Focus Artistic Research

Parrhesia: The Risky Activity of Speaking Up and Speaking Out

Project lead: Ulrike Möntmann, PhD
Peter Weibel - Research Institute for Digital Cultures
Duration: 22.02.2021 - 21.08.2026
Austrian Science Fund (FWF): V 856 Richter-Programm (inkl. Richter-PEEK)
Ulrike Möntmann’s project “Parrhesia: The Risky Activity of Speaking the Truth” again focuses on a marginal group, and with the aid of arts-based research and practice seeks ways out of systematically imposed powerlessness. 
The research project centres on the conditions of life for female drug addicts before and after the onset of their addiction. That they are regarded as a negligible social phenomenon and, moreover, the women experience themselves as guilty in principle and justifiably imprisoned, in no way diminishes their suffering from a life on the streets and in prison characterised for the most part by (sexual) violence. On the contrary: being structurally condemned literally to voicelessness and therefore also to defencelessness raises the question of whether recounting the stories of their lies in public can prove to be an emancipatory act. In an interdisciplinary amalgamation of art and social science Möntmann’s gender-specific study analyses a phenomenon that concerns society as a whole from a variety of perspectives. To expand areas of action and the circulation of knowledge of her Outcast Registration network, the findings of the projects conducted so far in central Europe will be supplemented and extended by a number of projects conducted in prisons in northern and southern Europe.
The key theoretical concept of the project is Michel Foucault’s conception of parrhesia, which describes the courage and the duty to speak the naked truth; from a seemingly powerless perspective to take up a stance sincerely and candidly against powerful persons and the established order at the risk of being sanctioned. Parrhesia reveals existing hierarchies, here based on the position of female drug addicts pushed to the outermost margins of society. The initial question contradicts the widespread cliché that junkies have nothing significant to say. In prison, society’s most isolated space, the project participants discover art as a potential space of action. In their biographies recurring patterns and contingent structures become visible, in particular the disproportionate nature of the consequences of offences they have committed and that have been committed against them.

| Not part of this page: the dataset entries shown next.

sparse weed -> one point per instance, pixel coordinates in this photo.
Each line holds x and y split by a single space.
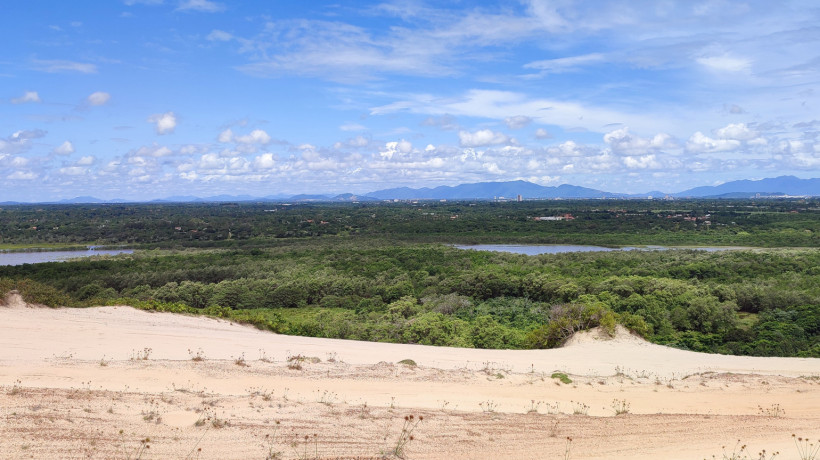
264 356
304 453
806 449
141 355
620 406
562 377
774 411
579 408
488 406
533 407
406 435
16 389
325 397
197 355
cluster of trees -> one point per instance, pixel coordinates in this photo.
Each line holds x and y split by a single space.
751 302
760 223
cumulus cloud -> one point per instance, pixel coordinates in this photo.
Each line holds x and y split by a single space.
737 131
165 122
86 161
205 6
28 96
481 138
66 148
217 35
256 137
542 133
398 149
225 136
700 143
264 161
622 141
517 122
98 98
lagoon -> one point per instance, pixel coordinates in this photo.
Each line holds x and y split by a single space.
35 256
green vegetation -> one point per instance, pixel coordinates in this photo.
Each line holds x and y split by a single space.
381 273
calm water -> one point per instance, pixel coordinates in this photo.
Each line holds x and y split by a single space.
534 249
20 258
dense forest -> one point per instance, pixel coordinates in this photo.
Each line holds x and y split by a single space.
382 272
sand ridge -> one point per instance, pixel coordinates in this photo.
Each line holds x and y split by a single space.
73 378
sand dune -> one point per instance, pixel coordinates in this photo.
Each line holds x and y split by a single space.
73 378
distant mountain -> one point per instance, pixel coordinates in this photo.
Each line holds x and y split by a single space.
783 185
491 190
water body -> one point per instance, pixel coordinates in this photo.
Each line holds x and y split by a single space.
36 257
536 249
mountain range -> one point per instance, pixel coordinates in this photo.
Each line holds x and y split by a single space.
771 187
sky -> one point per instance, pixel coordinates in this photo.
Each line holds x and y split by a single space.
146 99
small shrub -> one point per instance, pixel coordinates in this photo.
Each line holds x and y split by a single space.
564 378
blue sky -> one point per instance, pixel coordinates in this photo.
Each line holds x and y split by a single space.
143 99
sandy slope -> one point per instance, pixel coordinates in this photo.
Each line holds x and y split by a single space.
73 378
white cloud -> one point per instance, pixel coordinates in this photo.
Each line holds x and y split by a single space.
699 143
62 66
217 35
398 149
166 122
567 64
86 161
73 171
352 127
264 161
725 63
737 131
481 138
225 136
642 162
205 6
256 137
98 98
66 148
517 122
542 133
28 96
21 175
622 141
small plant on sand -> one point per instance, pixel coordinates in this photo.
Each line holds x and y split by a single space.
562 377
328 398
197 355
304 452
141 355
16 389
741 452
406 435
488 406
620 406
806 449
774 411
533 407
270 440
579 408
264 356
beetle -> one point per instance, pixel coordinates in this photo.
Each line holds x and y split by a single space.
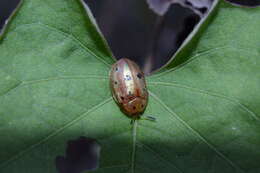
128 87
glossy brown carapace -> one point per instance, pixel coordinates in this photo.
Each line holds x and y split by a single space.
128 87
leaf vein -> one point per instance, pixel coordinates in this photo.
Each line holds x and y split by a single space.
195 132
55 133
84 47
210 93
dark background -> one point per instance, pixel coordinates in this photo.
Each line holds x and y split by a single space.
135 31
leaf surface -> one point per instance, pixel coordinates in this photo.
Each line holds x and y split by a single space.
54 66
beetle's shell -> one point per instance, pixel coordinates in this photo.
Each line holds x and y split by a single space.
128 87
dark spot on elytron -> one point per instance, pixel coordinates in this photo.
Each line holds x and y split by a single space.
139 75
81 155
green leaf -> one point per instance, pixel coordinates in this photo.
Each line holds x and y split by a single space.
54 68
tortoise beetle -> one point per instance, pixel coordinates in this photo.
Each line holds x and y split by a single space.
128 87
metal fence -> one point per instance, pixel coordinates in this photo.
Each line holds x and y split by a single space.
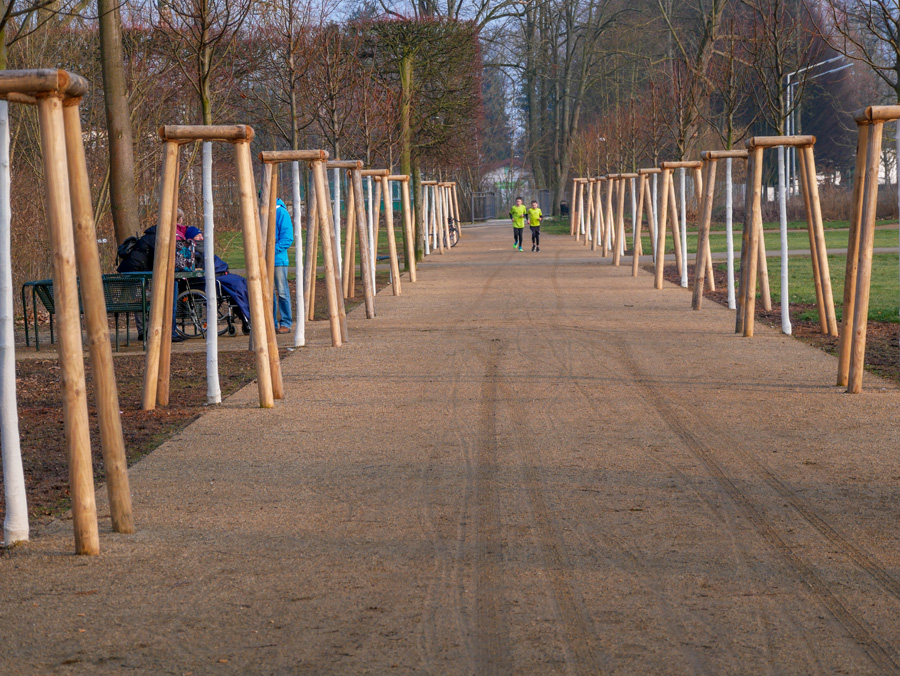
483 205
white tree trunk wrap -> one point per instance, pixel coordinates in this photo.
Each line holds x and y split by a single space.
425 217
213 390
782 214
15 525
729 236
681 191
337 218
633 215
300 299
653 224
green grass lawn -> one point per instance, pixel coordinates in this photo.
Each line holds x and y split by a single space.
885 289
884 294
230 248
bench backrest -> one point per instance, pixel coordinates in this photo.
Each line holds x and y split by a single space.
123 293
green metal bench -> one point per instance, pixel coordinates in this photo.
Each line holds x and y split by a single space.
124 293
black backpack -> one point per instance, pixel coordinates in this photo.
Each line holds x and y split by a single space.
136 254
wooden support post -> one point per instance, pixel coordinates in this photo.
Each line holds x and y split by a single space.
589 221
161 274
621 184
389 227
607 218
661 229
850 276
265 198
255 281
71 357
580 201
271 236
753 227
819 236
864 265
267 275
378 190
312 249
318 169
336 266
676 228
406 206
702 265
572 210
814 258
106 393
456 206
446 216
763 258
698 190
635 255
349 272
365 261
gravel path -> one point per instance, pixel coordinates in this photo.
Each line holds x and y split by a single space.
526 464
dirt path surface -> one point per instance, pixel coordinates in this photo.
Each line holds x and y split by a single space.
527 464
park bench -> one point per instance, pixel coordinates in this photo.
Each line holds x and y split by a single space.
124 293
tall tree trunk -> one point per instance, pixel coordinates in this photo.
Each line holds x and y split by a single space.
406 86
118 123
418 215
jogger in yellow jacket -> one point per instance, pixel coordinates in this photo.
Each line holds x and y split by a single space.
517 214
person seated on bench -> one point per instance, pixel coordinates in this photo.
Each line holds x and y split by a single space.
136 255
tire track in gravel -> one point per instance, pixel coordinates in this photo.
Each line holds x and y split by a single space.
881 653
649 579
451 564
738 548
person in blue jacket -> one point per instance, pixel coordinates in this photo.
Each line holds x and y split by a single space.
284 238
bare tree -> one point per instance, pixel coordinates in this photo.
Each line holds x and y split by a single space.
118 122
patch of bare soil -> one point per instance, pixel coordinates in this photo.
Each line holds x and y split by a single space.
882 338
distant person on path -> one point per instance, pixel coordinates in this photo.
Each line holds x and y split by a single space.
284 238
517 214
535 216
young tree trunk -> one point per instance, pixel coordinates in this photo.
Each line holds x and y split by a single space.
418 214
118 121
406 84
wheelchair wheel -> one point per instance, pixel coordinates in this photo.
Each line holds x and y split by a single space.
191 314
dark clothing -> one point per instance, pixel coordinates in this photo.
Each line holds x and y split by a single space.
137 256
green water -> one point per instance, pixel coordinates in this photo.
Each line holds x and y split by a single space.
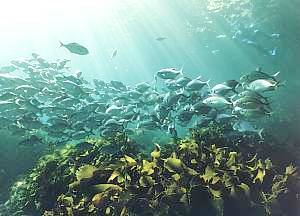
202 36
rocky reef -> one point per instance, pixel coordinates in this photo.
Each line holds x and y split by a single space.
206 173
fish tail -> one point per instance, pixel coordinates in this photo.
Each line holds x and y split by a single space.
283 83
260 133
155 83
181 71
276 74
61 44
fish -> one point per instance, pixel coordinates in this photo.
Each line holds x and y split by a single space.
262 85
168 73
160 38
53 100
8 69
75 48
216 101
247 127
196 84
113 54
258 74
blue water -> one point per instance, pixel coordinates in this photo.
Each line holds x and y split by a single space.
217 39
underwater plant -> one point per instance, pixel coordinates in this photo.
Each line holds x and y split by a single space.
203 175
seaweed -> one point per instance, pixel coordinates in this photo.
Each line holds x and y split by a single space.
205 174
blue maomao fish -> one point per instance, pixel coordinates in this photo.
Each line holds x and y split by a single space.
75 48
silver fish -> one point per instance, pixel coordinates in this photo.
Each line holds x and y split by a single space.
75 48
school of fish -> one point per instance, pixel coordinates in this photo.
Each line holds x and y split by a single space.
44 102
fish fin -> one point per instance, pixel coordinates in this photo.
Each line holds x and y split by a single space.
260 133
283 83
61 44
276 74
181 71
155 82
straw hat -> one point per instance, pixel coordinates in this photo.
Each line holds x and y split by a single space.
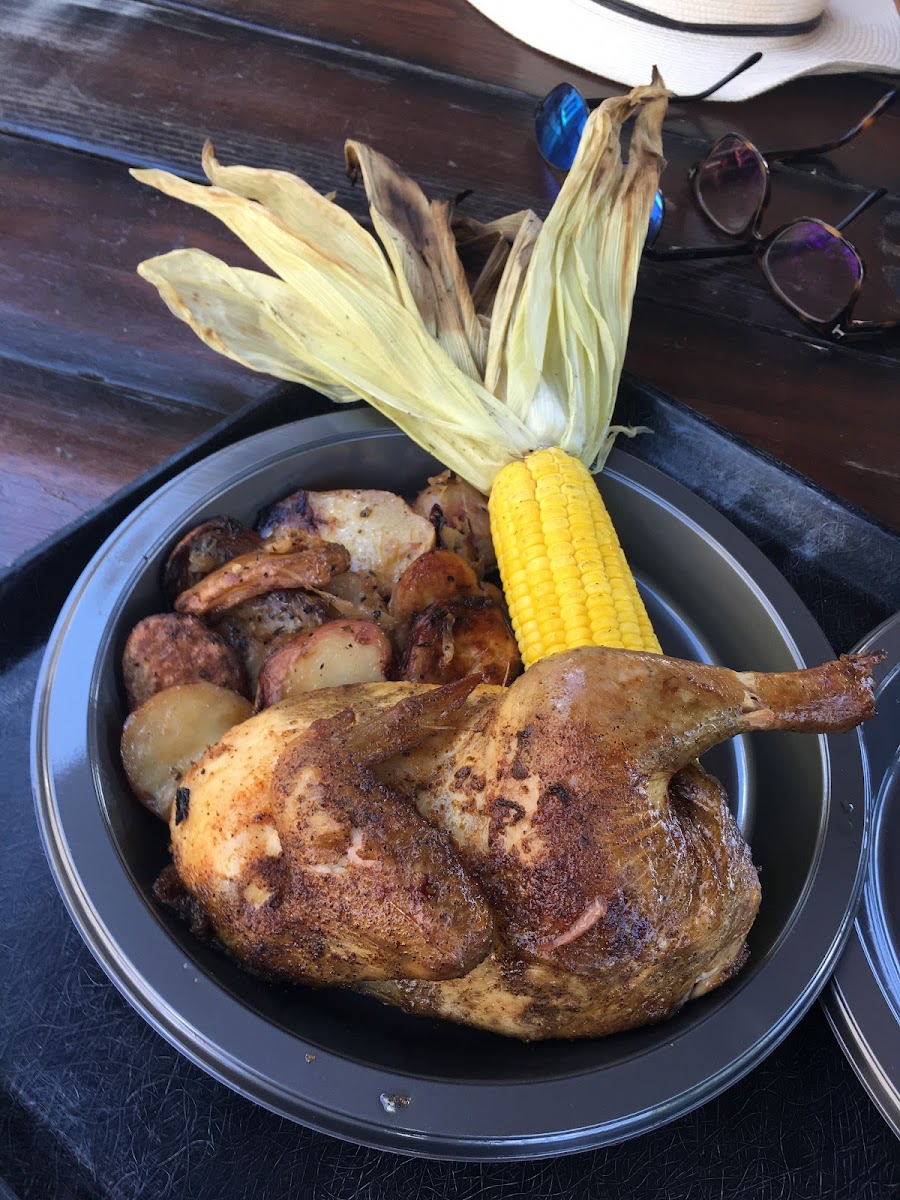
695 42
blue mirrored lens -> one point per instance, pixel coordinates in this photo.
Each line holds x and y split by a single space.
655 223
558 124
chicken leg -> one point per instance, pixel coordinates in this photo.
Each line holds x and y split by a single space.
593 864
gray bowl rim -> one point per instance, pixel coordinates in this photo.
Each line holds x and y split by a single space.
337 1096
863 999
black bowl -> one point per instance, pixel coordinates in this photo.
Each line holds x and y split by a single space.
347 1065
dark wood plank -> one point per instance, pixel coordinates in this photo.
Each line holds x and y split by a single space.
315 96
85 90
72 231
66 444
453 37
829 413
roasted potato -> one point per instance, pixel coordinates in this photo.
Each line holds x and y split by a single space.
459 513
379 529
172 731
460 637
203 550
171 648
336 653
286 561
433 576
258 627
357 595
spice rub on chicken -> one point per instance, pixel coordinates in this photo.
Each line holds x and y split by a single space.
546 859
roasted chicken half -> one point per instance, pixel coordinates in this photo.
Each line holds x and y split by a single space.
546 859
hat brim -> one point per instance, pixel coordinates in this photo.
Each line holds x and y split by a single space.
853 35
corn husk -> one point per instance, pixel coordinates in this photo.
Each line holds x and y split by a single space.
528 355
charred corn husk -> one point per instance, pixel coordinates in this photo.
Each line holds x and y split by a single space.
509 376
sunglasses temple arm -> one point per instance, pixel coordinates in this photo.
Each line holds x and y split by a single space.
886 101
673 253
865 328
702 95
732 75
871 198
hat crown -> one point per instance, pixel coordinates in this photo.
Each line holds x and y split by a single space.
735 13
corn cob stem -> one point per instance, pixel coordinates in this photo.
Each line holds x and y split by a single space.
563 570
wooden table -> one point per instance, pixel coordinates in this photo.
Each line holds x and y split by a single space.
100 383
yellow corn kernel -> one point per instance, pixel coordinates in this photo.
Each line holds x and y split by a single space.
563 570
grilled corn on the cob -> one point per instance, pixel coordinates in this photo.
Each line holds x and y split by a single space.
510 382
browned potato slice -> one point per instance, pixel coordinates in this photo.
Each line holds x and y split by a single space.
334 654
459 513
168 649
169 732
379 529
437 575
355 595
274 565
205 549
460 637
258 627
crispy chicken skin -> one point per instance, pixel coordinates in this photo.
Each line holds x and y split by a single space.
546 859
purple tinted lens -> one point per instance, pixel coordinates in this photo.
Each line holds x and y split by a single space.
813 269
730 184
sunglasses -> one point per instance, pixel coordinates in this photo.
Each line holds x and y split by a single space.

Art thus becomes a socio-political means of mediation and, through the employment of aesthetic media, an instrument of public visibility. Art interventions and empirical research prove to be effective and complementary investigative methods that can be applied in an interdisciplinary context. Within the framework of new collaborations with research institutions in the countries where the project will be carried out in the future, a large-scale network is being established with expertise that will promote and enrich arts-based research on possibilities for socio-political interventions in the long term.